C’è una finale? Occhio a Senad Lulic, può inventarsi il gol fatale (magari tra il 71’ e il 73’) e se poi gioca con la fascia da capitano di sicuro passa lui a ritirare la Coppa. L’esterno bosniaco col successo in Supercoppa ha rinsaldato il suo posto nella storia della Lazio. Domenica, nella finale di Riad, ha siglato la rete decisiva nel sorpasso alla Juventus e poi ha sollevato il trofeo, che è il terzo nelle tre finali affrontate da capitano. Solo Alessandro Nesta con i gradi in biancoceleste ha fatto meglio di lui, festeggiando cinque titoli (scudetto compreso) tra il 1999 e il 2000, nell’epoca d’oro di Sergio Cragnotti. Ma Lulic ha superato l’ex difensore in un’altra graduatoria laziale, quella dei minuti giocati nelle varie finali. Il bosniaco si è infatti portato a quota 644’ (Nesta è a 630’): adesso davanti c’è soltanto Giuseppe Favalli (720’).
Come nel 2013
A Riad, Lulic ha siglato il suo 34° gol con la Lazio (in 345 presenze). Al minuto 73’ ha sfoderato il colpo del 2-1, seguito dal tris di Cataldi. Tra gli eroi biancocelesti di sempre era già entrato il 26 maggio 2013, quando nella finale di Coppa Italia dell’Olimpico al 71’ schiantò la Roma. Da quel giorno il bosniaco per i tifosi laziali è diventato come uno di famiglia: affetto e devozione oltre ogni evento. Il gol alla Juve di Sarri ha rispolverato le emozioni di quella prodezza, ma ha attirato pure un tocco di splendore in più. Due reti realizzate nelle finali: solo Nedved e Fiore lo superano, con un gol in più per un altro primato da attaccare. A Riad, Lulic ha sommato alla gioia da goleador la soddisfazione di sollevare il trofeo da capitano.

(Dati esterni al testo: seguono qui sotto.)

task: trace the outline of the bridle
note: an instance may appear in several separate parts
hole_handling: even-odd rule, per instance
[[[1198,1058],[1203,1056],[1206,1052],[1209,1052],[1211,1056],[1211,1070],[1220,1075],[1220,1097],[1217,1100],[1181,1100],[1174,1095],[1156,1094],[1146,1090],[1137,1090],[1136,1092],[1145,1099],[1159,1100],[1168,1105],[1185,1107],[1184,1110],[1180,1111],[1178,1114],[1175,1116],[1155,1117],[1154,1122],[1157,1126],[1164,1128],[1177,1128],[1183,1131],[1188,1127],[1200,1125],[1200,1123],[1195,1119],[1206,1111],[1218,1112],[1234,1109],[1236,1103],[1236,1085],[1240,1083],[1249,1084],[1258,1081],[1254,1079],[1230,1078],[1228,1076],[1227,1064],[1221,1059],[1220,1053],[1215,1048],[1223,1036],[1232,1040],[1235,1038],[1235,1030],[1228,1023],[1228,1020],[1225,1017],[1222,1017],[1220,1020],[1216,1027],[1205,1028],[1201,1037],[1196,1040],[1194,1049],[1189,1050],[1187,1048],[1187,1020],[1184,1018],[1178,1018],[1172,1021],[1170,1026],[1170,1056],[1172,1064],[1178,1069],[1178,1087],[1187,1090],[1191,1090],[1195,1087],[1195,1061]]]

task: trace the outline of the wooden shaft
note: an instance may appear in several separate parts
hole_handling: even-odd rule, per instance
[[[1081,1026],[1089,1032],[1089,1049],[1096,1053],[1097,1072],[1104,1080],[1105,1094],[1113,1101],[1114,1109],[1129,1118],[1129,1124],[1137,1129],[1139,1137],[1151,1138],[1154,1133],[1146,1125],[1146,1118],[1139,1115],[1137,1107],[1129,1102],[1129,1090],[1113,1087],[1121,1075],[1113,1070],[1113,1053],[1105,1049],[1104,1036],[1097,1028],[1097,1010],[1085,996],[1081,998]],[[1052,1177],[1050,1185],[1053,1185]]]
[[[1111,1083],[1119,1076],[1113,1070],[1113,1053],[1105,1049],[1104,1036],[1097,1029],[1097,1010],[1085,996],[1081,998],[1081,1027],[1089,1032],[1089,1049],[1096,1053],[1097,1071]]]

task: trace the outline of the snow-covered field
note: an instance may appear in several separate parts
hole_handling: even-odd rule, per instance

Che aveva già provato nel successo di due anni fa all’Olimpico in Supercoppa, sempre contro la Juventus: il 13 agosto 2017 era anche alla sua prima volta nel nuovo corso da capitano dopo Biglia. Il 15 maggio ha alzato al cielo la Coppa Italia dopo il 2-0 nella finale contro l’Atalanta.
Verso il rinnovo
Senad Lulic sta giocando la nona stagione alla Lazio. Il suo apporto alla causa comune non è fatto soltanto di gol nelle Coppe e trofei per la bacheca. Lulic è protagonista nella quotidianità laziale con personalità e grinta. Nelle varie classifiche di fine decennio stilate da Lazio Page l’ex Young Boys primeggia in quelle delle occasioni da gol create (360), degli assist (39) e dei tackle vinti (558). Il suo contratto è in scadenza: la voglia di tornare in Svizzera dove la famiglia ha scelto di abitare si fa sentire. Ma ora il terzo posto in classifica, che profuma tanto di quella Champions inseguita da sempre, darà un nuovo impulso alla trattativa per il rinnovo sino al 2021. Difficile per la Lazio privarsi di Lulic. A gennaio (giorno 18) compirà 34 anni, ha ancora tempo per correre sulla fascia sinistra dello scacchiere di Simone Inzaghi. Sempre a caccia di tutto quello che può servire alla Lazio per vincere.